An Israeli-Ukrainian rabbi is making history in the country, becoming the first to be appointed as the official rabbi of the country’s 171 prisons. Rabbi Jonathan Markovich, rabbi of Kyiv and the Chabad emissary in the Ukrainian capital, will be responsible for the religious services in all prisons throughout Ukraine and will provide religious services to Jewish prisoners. Jewish activities in the prisons in Ukraine will be managed by his son, Rabbi Ariel Markovich.
The appointment comes after a long activity in the prisons in the Kyiv region, in cooperation with the ALEF organization and Rabbi Lipa Boyarsky, who helps Jewish prisoners worldwide, made more difficult during the year of war with Russia.
In recent months, Markovich worked with the office of the President of Ukraine, Volodymyr Zelensky, the head of the president’s office, Justice Minister and the management of the prisons, to explain the importance of religious services for the Jewish prisoners.
On Monday night, the official ceremony was held at the Justice Ministry in Kyiv, by the director of the prison service in Ukraine, Sergey Gerchenyuk and his deputy, Natalya Rybalka, in which Rabbi Markovich accepted the religious responsibility for Jews in prisons throughout Ukraine.

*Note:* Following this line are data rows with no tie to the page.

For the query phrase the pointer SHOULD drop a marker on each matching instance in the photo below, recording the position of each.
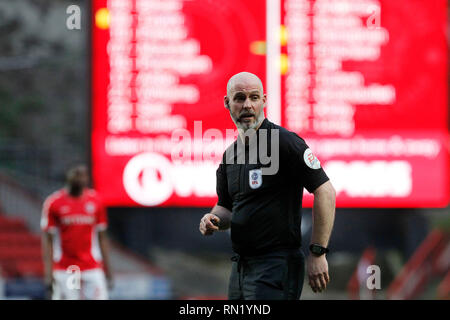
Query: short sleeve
(304, 165)
(224, 199)
(102, 217)
(48, 216)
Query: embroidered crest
(311, 160)
(255, 178)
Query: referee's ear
(226, 102)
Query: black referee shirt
(266, 209)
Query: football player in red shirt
(74, 242)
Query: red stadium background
(364, 85)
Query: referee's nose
(247, 104)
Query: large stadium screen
(363, 82)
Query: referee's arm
(322, 225)
(323, 213)
(218, 219)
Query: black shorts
(274, 276)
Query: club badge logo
(255, 178)
(90, 207)
(311, 160)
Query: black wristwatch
(317, 250)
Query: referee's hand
(208, 224)
(318, 272)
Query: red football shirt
(74, 222)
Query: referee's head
(245, 100)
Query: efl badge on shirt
(311, 160)
(90, 207)
(255, 178)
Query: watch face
(316, 250)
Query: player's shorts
(275, 276)
(85, 285)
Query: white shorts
(84, 285)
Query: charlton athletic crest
(90, 207)
(255, 178)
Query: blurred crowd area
(158, 252)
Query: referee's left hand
(317, 268)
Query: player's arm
(218, 219)
(104, 249)
(48, 225)
(47, 257)
(322, 225)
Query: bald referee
(261, 202)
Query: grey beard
(244, 128)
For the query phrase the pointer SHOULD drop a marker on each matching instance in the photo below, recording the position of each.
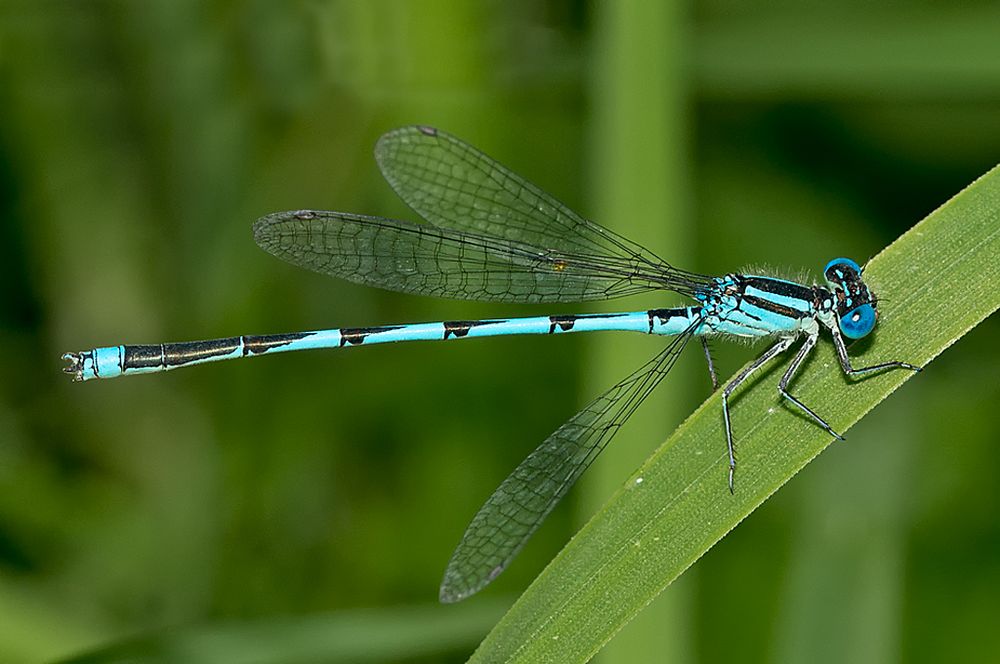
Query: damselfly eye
(858, 322)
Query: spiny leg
(776, 349)
(800, 356)
(711, 365)
(845, 360)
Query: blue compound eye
(858, 322)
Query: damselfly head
(855, 303)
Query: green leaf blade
(937, 282)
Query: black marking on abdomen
(357, 335)
(664, 315)
(179, 354)
(257, 344)
(564, 323)
(460, 328)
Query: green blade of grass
(937, 281)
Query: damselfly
(494, 236)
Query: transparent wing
(453, 185)
(430, 260)
(522, 501)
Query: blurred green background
(302, 508)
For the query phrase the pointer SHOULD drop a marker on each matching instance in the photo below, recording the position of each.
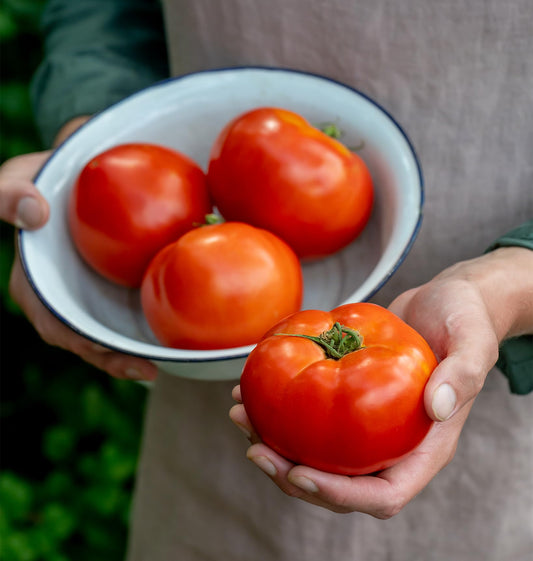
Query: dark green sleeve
(96, 52)
(516, 355)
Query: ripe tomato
(271, 168)
(352, 414)
(129, 202)
(219, 286)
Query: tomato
(219, 286)
(271, 168)
(129, 202)
(352, 414)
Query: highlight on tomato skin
(353, 414)
(273, 169)
(221, 286)
(130, 201)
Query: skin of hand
(23, 206)
(464, 313)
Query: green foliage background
(69, 434)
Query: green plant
(70, 434)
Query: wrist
(505, 280)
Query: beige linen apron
(458, 76)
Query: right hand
(23, 206)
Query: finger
(236, 394)
(472, 352)
(278, 468)
(21, 204)
(385, 494)
(239, 417)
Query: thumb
(21, 204)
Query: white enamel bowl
(187, 113)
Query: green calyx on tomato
(336, 342)
(357, 414)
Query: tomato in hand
(220, 286)
(340, 391)
(269, 167)
(129, 202)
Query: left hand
(463, 313)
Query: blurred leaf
(117, 465)
(19, 547)
(58, 484)
(8, 25)
(103, 499)
(59, 442)
(57, 521)
(16, 496)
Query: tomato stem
(331, 130)
(336, 342)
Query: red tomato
(354, 414)
(131, 201)
(271, 168)
(220, 286)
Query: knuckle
(390, 509)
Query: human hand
(22, 205)
(463, 313)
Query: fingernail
(29, 213)
(304, 483)
(265, 465)
(444, 400)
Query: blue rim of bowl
(241, 353)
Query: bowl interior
(187, 113)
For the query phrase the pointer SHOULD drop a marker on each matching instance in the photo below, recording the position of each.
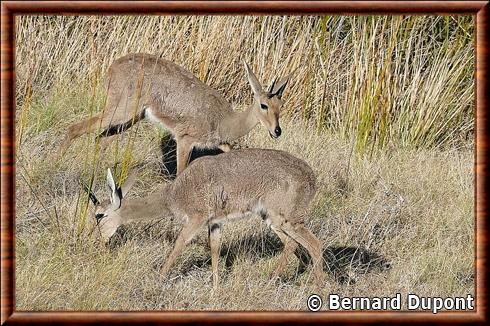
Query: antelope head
(107, 212)
(267, 104)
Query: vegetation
(380, 107)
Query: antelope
(146, 86)
(214, 189)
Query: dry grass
(380, 79)
(412, 209)
(410, 204)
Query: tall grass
(380, 82)
(402, 80)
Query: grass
(380, 107)
(364, 77)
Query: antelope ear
(252, 80)
(128, 183)
(91, 195)
(116, 193)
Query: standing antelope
(273, 184)
(145, 86)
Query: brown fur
(143, 85)
(213, 189)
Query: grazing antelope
(146, 86)
(213, 189)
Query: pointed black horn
(91, 195)
(272, 86)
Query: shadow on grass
(339, 262)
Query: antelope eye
(98, 217)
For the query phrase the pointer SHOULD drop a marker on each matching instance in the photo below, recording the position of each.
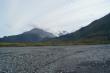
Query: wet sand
(55, 59)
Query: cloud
(53, 15)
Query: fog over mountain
(55, 16)
(34, 35)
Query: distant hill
(98, 30)
(34, 35)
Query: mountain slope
(97, 30)
(34, 35)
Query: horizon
(18, 16)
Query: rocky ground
(55, 59)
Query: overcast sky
(17, 16)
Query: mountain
(34, 35)
(97, 30)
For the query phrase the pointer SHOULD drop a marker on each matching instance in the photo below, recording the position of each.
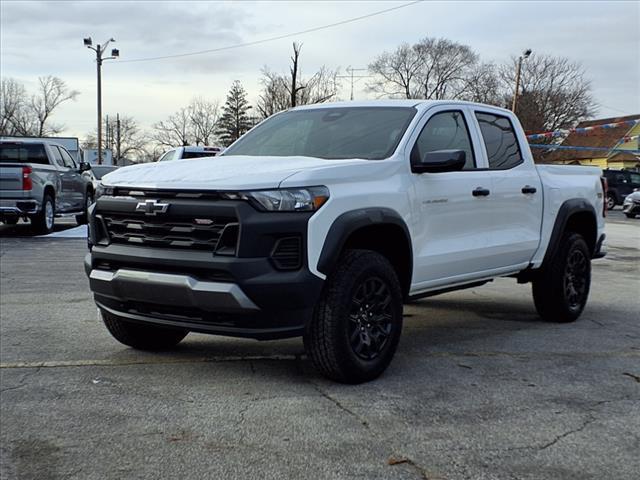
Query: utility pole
(522, 57)
(118, 144)
(107, 131)
(352, 77)
(115, 53)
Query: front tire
(44, 221)
(561, 290)
(141, 336)
(356, 325)
(88, 200)
(611, 201)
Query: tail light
(26, 178)
(605, 190)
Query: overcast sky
(45, 38)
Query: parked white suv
(322, 220)
(193, 151)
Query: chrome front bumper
(170, 289)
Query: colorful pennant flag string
(585, 130)
(602, 149)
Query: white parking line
(238, 358)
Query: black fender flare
(349, 222)
(567, 209)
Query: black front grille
(174, 232)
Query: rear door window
(500, 140)
(23, 153)
(66, 158)
(57, 156)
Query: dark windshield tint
(371, 133)
(23, 153)
(100, 172)
(198, 154)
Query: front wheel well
(583, 223)
(389, 240)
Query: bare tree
(431, 69)
(31, 116)
(396, 72)
(131, 142)
(194, 124)
(280, 92)
(483, 85)
(176, 130)
(52, 92)
(13, 99)
(554, 92)
(204, 116)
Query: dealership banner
(586, 130)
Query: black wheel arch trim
(348, 223)
(567, 210)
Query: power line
(271, 39)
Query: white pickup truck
(322, 220)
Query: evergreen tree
(235, 120)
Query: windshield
(198, 154)
(100, 172)
(371, 133)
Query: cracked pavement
(479, 388)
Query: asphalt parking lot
(479, 388)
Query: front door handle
(481, 192)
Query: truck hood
(217, 173)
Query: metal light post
(522, 57)
(115, 53)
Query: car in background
(621, 183)
(193, 151)
(631, 205)
(40, 180)
(97, 172)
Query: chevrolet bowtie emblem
(151, 207)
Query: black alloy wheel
(370, 318)
(576, 279)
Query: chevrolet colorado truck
(40, 180)
(323, 220)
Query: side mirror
(440, 161)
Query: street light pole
(115, 53)
(522, 57)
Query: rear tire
(88, 200)
(561, 289)
(141, 336)
(356, 325)
(44, 221)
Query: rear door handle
(481, 192)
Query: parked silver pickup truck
(39, 180)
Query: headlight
(102, 190)
(286, 200)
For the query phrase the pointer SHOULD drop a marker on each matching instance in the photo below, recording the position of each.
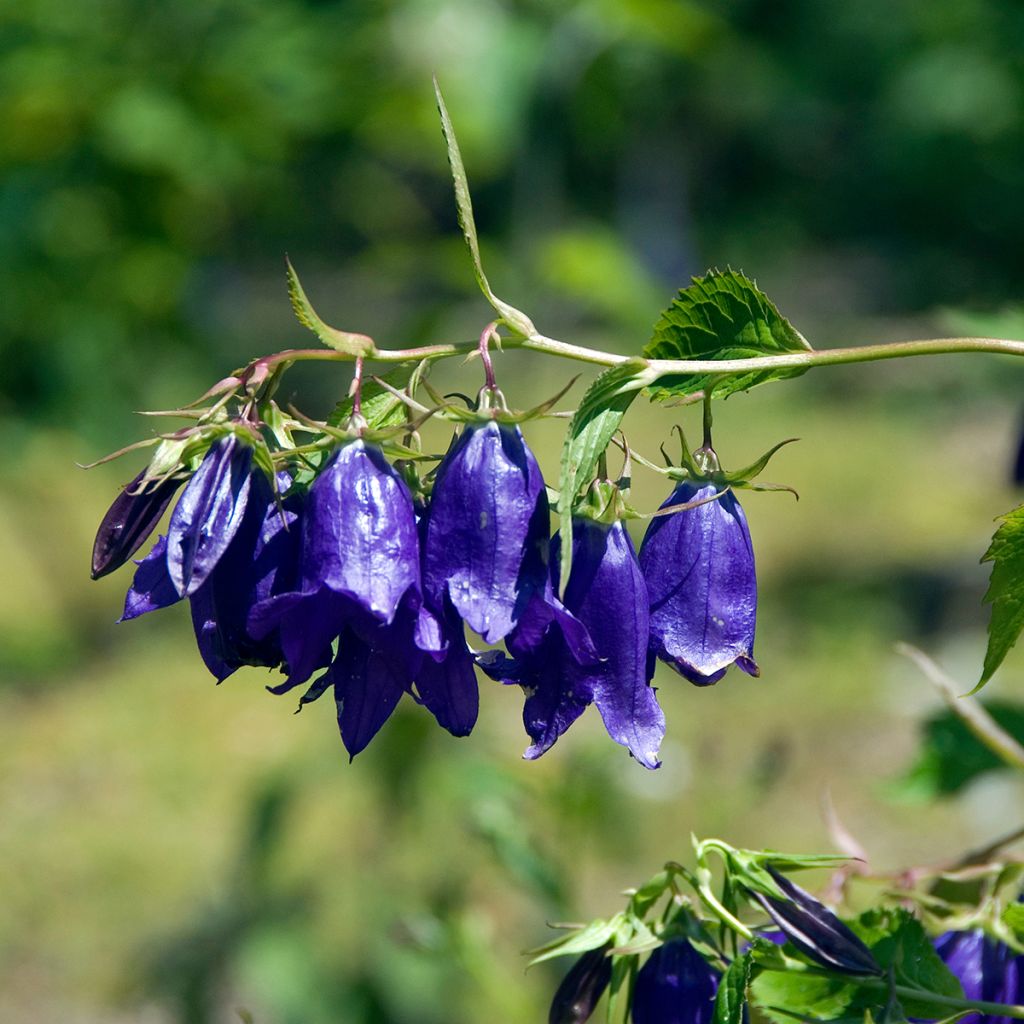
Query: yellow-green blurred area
(171, 851)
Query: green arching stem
(663, 368)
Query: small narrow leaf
(380, 408)
(340, 341)
(1006, 591)
(591, 430)
(515, 318)
(722, 315)
(731, 998)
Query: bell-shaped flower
(486, 539)
(129, 520)
(358, 561)
(676, 985)
(208, 513)
(814, 930)
(988, 970)
(260, 561)
(698, 564)
(582, 988)
(561, 676)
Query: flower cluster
(348, 577)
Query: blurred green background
(170, 852)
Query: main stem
(665, 368)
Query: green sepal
(722, 315)
(1006, 591)
(514, 318)
(341, 341)
(594, 424)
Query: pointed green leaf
(731, 997)
(1006, 591)
(597, 933)
(596, 420)
(340, 341)
(515, 318)
(722, 315)
(380, 408)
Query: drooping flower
(208, 513)
(358, 561)
(814, 930)
(988, 970)
(260, 561)
(675, 986)
(486, 538)
(698, 565)
(130, 519)
(582, 988)
(561, 675)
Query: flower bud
(129, 520)
(581, 989)
(675, 986)
(814, 930)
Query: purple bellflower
(698, 565)
(988, 970)
(561, 675)
(260, 561)
(675, 986)
(358, 560)
(814, 930)
(129, 520)
(203, 525)
(582, 988)
(486, 539)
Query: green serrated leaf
(731, 997)
(340, 341)
(515, 318)
(380, 408)
(596, 420)
(597, 933)
(1006, 591)
(898, 940)
(722, 315)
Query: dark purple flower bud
(131, 518)
(260, 561)
(208, 514)
(989, 971)
(487, 535)
(698, 565)
(581, 990)
(359, 558)
(814, 930)
(675, 986)
(606, 595)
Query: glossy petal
(698, 565)
(152, 588)
(369, 680)
(446, 682)
(988, 971)
(260, 561)
(128, 522)
(208, 514)
(607, 597)
(675, 986)
(487, 534)
(358, 536)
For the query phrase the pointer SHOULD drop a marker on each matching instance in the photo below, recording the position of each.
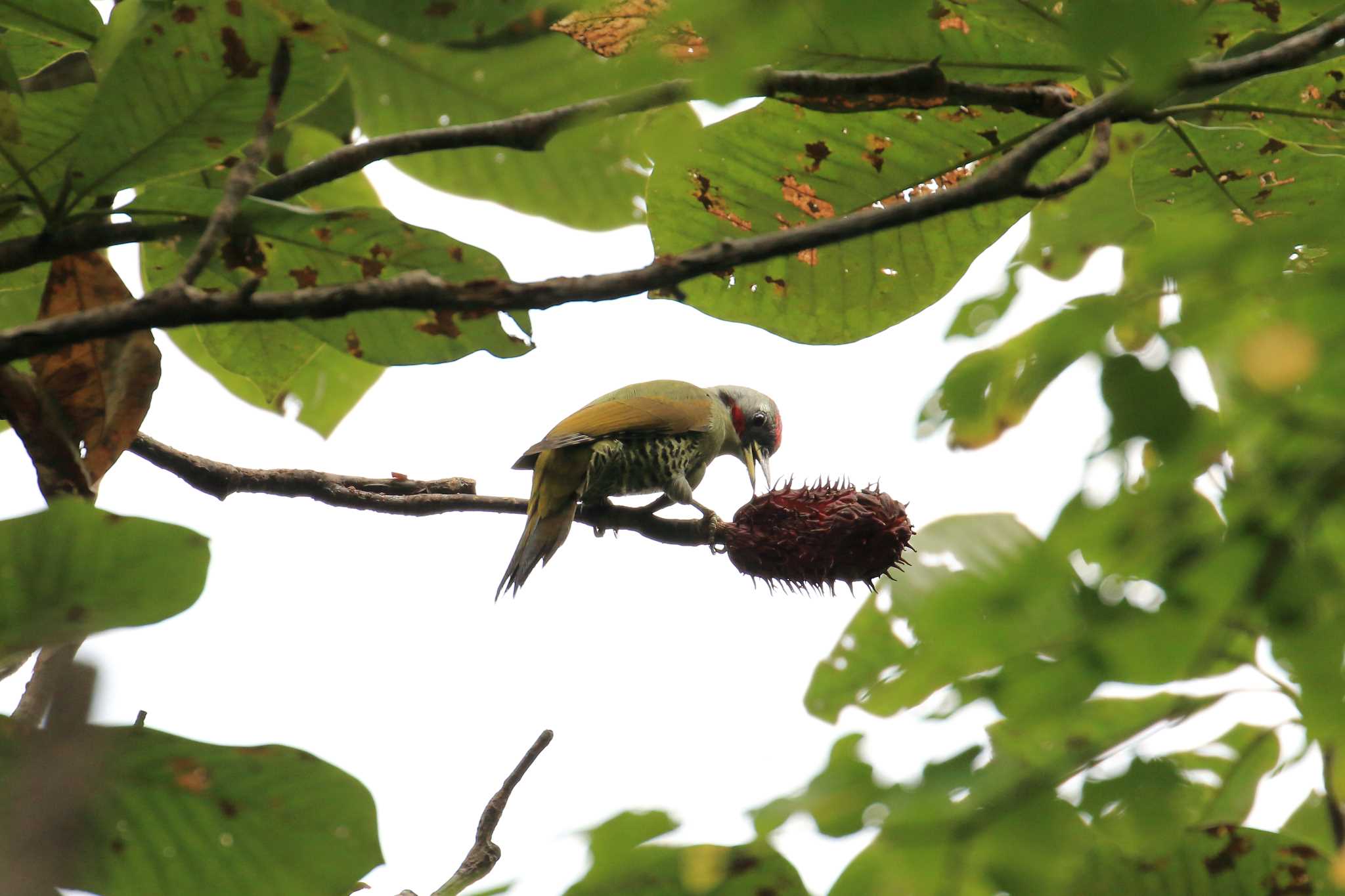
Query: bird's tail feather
(541, 539)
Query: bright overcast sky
(373, 641)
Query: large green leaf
(1302, 106)
(74, 22)
(327, 386)
(73, 570)
(623, 865)
(437, 20)
(778, 167)
(585, 178)
(165, 816)
(190, 86)
(291, 247)
(992, 390)
(1241, 178)
(38, 137)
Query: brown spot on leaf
(1269, 9)
(963, 112)
(439, 324)
(304, 277)
(818, 152)
(188, 774)
(803, 198)
(236, 55)
(873, 150)
(715, 205)
(1224, 177)
(369, 268)
(242, 250)
(611, 32)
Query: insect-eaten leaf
(102, 386)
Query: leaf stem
(1200, 159)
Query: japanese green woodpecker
(640, 440)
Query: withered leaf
(104, 386)
(45, 433)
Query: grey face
(757, 419)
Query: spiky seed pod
(818, 535)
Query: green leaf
(73, 570)
(778, 165)
(327, 386)
(1302, 106)
(1218, 863)
(992, 390)
(37, 137)
(837, 797)
(177, 817)
(440, 20)
(749, 870)
(1145, 809)
(967, 621)
(190, 85)
(74, 22)
(1251, 178)
(583, 179)
(291, 247)
(305, 144)
(623, 833)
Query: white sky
(373, 641)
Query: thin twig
(485, 853)
(1204, 165)
(404, 498)
(242, 177)
(418, 291)
(1082, 175)
(47, 675)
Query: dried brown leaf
(104, 386)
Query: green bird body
(655, 437)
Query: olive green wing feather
(632, 414)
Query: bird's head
(757, 425)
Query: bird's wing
(611, 417)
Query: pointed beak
(752, 454)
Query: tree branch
(485, 853)
(47, 675)
(404, 498)
(242, 177)
(418, 291)
(1082, 175)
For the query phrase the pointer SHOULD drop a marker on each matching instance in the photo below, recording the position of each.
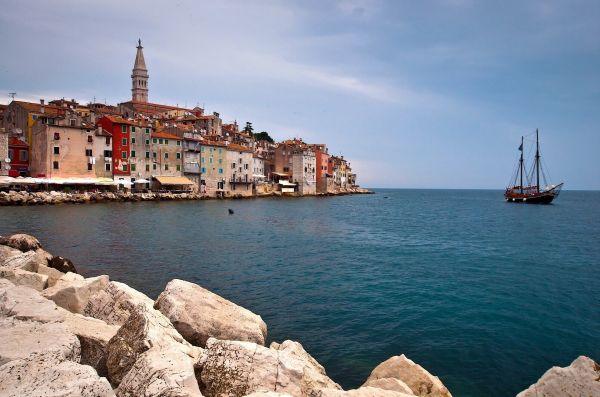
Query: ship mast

Prisoners to receive educational, spiritual and moral support
As part of the new position, the rabbinate of the prisons under the direction of Ariel Markovich will be responsible for providing educational, spiritual and moral support to prisoners, providing religious services that include Jewish holidays and festivals, as well as humanitarian aid throughout the year.
“We thank the President of Ukraine, Volodymyr Zelensky, and the head of his office,” Rabbi Jonathan Markovitch said on Wednesday. “This important appointment proves the respect given here in Ukraine to every person regardless of who they are, the care for everyone regardless of their religion and their social status. Even citizens who make mistakes and commit inappropriate acts, are entitled to fair treatment and receive an opportunity to correct their ways and fulfill the mitzvot [commandments] of their religion.”